Now, says Fish, “the ICO powers are strengthening. They have been given more weight and more people to do more audits, and the penalties they can impose are more realistic. People won’t be able to say ‘we’ll obey the law but we
won’t go further’.”

Welcome as the information watchdog’s powers may be, however, neither they nor the Act itself can do much to improve data protection at organisations which may not have the knowledge or expertise to turn vague legal prescriptions such as “do what is appropriate”, into a practical and effective information management policy.

New initiatives in Data Protection

This summer, two initiatives have emerged that aim to help fill this gap between what the DPA requires, and what different organisations are capable of delivering: a Personal Data Guardianship Code published jointly by the BCS and ISAF; and a data protection standard from the British Standards Institute.

It is possible that BSI 10012: Data Protection is the first attempt by any standards body to create a formal specification for addressing what some experts, including proponents of BCS Personal Data Guardian Code, say are a set of issues that must inevitably be tailored to meet highly individual circumstances.

“This is an area where standards aren’t appropriate,” says Fish, “it is about changing attitudes and culture, not about being prescriptive.”

However, even though BSI 10012 does encourage organisations to adopt a formal Personal Information Management System (PIMS) model, the Institute argues that this is not necessarily a bad thing.

On the contrary, for small and medium sized businesses in particular – a third of which find DPA legislation complexand confusing, according to a recent BSI survey – a prescriptive approach that removes the need for
extensive customisation maybe exactly what is needed. BSI is confident that its initiative will be popular with organisations from both the public and private sectors, and is already making plans to offer BS 10012 as the basis for an international standard.

First though, it may have to win the fight for home-based mindshare with the BCS’ Personal Data Guardianship Code.

While there is no reason why an organisation should not adopt both approaches, the BSI’s formal standard and the BCS’ “Highway Code”, it seems likely that most organisations will find it easier, and arguably also more
immediately productive to adopt the latter.

As well as avoiding a prescriptive approach which may well demand investment in new infrastructure, the BCS’ proponents believe the Data Guardianship Code also strikes more directly at the key issue: the need for organisations to refresh old attitudes to data protection and adopt new, more disciplined
approaches to formulating and deploying data protection policies.

Certainly, organisations that have struggled to interpret the principles of the DPA into a coherent information governance policy will find much to reassure them in the Data Guardianship Code.
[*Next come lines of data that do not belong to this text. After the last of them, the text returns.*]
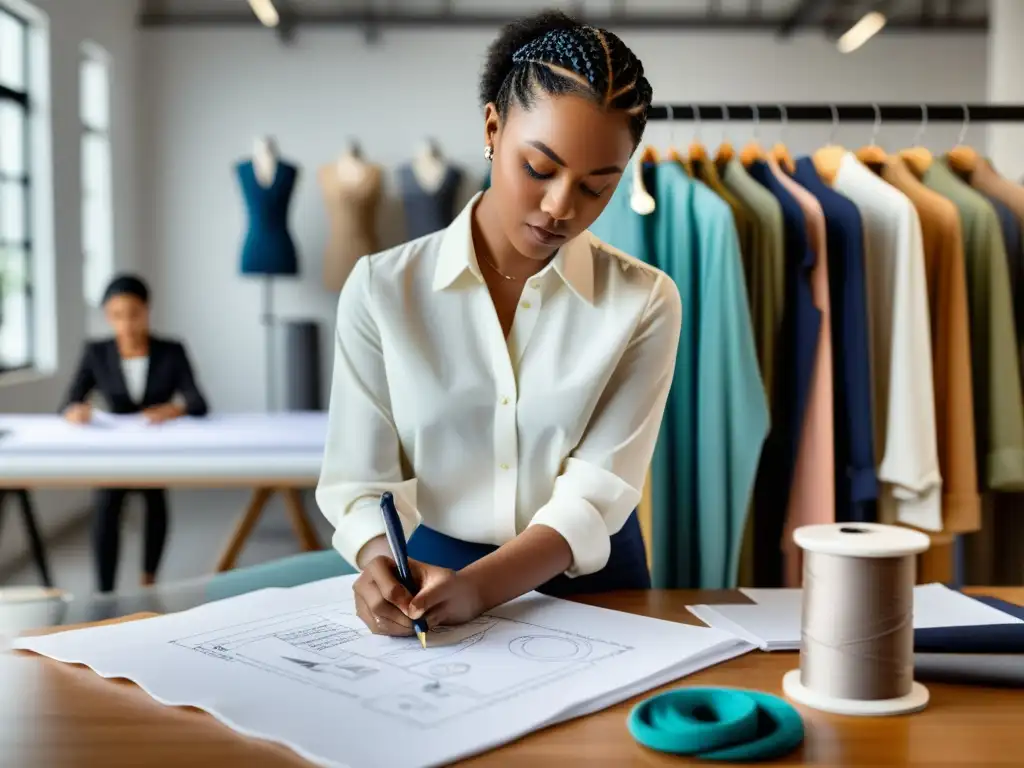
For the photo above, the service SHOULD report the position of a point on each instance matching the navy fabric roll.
(998, 638)
(627, 567)
(268, 247)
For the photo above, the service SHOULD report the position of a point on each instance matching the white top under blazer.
(477, 437)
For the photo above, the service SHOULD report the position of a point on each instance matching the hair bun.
(501, 54)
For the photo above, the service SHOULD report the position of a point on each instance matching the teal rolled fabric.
(723, 724)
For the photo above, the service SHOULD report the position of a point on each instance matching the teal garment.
(716, 419)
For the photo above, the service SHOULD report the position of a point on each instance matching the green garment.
(765, 264)
(998, 411)
(705, 170)
(716, 419)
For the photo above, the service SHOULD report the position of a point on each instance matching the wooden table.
(57, 715)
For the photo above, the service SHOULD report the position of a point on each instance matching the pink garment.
(812, 498)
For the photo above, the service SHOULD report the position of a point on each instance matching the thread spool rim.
(915, 700)
(871, 540)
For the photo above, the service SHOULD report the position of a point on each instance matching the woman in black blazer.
(136, 373)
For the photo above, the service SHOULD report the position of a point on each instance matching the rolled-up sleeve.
(363, 453)
(602, 479)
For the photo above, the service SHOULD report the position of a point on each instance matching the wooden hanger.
(753, 151)
(726, 152)
(918, 158)
(828, 159)
(872, 154)
(779, 153)
(962, 158)
(640, 200)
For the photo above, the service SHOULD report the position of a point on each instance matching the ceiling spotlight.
(869, 26)
(265, 12)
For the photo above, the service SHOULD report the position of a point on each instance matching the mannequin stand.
(268, 326)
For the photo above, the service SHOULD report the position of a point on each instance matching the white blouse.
(906, 446)
(478, 438)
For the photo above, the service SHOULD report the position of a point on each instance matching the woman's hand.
(387, 608)
(79, 413)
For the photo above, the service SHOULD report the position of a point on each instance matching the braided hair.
(554, 53)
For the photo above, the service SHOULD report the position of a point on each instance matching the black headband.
(127, 284)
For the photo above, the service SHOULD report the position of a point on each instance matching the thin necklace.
(500, 272)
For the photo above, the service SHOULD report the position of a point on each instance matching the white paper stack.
(773, 622)
(297, 667)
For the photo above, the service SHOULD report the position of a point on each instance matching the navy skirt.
(626, 569)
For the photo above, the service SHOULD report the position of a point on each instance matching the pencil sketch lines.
(464, 669)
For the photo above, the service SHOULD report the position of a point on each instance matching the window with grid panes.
(16, 347)
(97, 214)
Based on what BCS claims to be ‘best practice’ in data protection, the Guide outlines six key principles for data guardianship [see ‘Privacy Guidelines’], and describes how these principles should be applied to personal data over the term of its life-span.

It completes the picture by offering a further guide to responsibilities of different individuals within an organisation, according to whether they are primarily data handlers, data controllers or senior executives with ultimate
responsibility for data protection.

If nothing else, any organisation that adopts the BCS Code should no longer be able to claim that it is confused by the responsibilities placed on it by the DPA.

And, according to Johnathan Bamford, the assistant Information Commissioner who enthusiastically endorsed its launch last June, those that do adopt it may also discover that there are real business benefits to be had from an approach to data protection which places genuine value on the accuracy and integrity of personal data.

The technology approach to privacy

Security experts agree that data protection is not a problem in desperate need of a technological solution. Nevertheless the growing expectation that data should be shared and accessible, whilst also appropriately, secure is encouraging the adoption of technologies that help to accommodate these conflicting demands.

Data loss prevention (DLP)

Data loss, or data leak prevention technology monitors the flow of potentially sensitive or confidential information in incoming, outgoing or within internal data traffic.

It has been used primarily to prevent the unauthorised export of company confidential information, but is increasingly regarded as potential means of policing the flow of personal data.

Following a major consolidation of the DLP market last year, and the acquisition of pioneer start-ups by established infrastructure players such as CA, market analysts believe that DLP is close to becoming a mature, enterprise-class technology that will increasingly be delivered as part of integrated end-point data protection and access control suites.

Gartner forecasts that by 2011 data protection regulators may regard DLP as a standard part of the “due care” organisations must undertake, and European regulators by 2015.

Privacy enhancement technologies (PETs)

Whilst DLP can be used to prevent inappropriate distribution of personal data, critics contend that it may also be a privacy intrusive technology (PIT) itself, in that it inspects personal communications.

In Europe, there is growing interest in so-called privacy enhancing technologies (PETs) which may be deployed to mitigate the impact of PITs.

Current examples of PETs include cookie managers and spam filters, which provide end users with more control over network traffic.

More sophisticated PETs are emerging that allow individuals to mask or actively disguise their network identity.These offer protection against identity theft or the inappropriate ‘profiling’ of individuals via network activity analysis.

In the UK, the Information Commissioner’s Office has identified pseudonymous PETs as a potentially important means of safeguarding against fraud and protecting personal IDs in payment systems.

Privacy guidelines

Data Protection Act 1998: Eight Principles of Data Protection

Personal data must be:

  1. Processed fairly and lawfully
  2. Obtained and used only for specified and lawful purposes
  3. Adequate, relevant and not excessive
  4. Accurate, and where necessary, kept up to date
  5. Kept for no longer than necessary
  6. Processed in accordance with the individual’s rights
  7. Kept secure
  8. Only transferred to countries that offer adequate data protection

The BCS’ Principles of Good Data Governance

Accountability – those holding personal data must follow publicly accessible data governance principles

Visibility – subject to some legal exceptions, data subjects have the right to be informed of and have access to all information held about them

Consent – collection of personal data must be fair, lawful and in accordance with the eight data protection principles

Access – everyone should have a right to know the roles and groups within an organisation that have access to their personal data

Stewardship – those collecting personal data have a duty of care to protect it throughout its lifespan

Responsibilities – all organisations should have an agreed and documented policy on data assurance (security) and data privacy, including compliance with the Data Protection Act.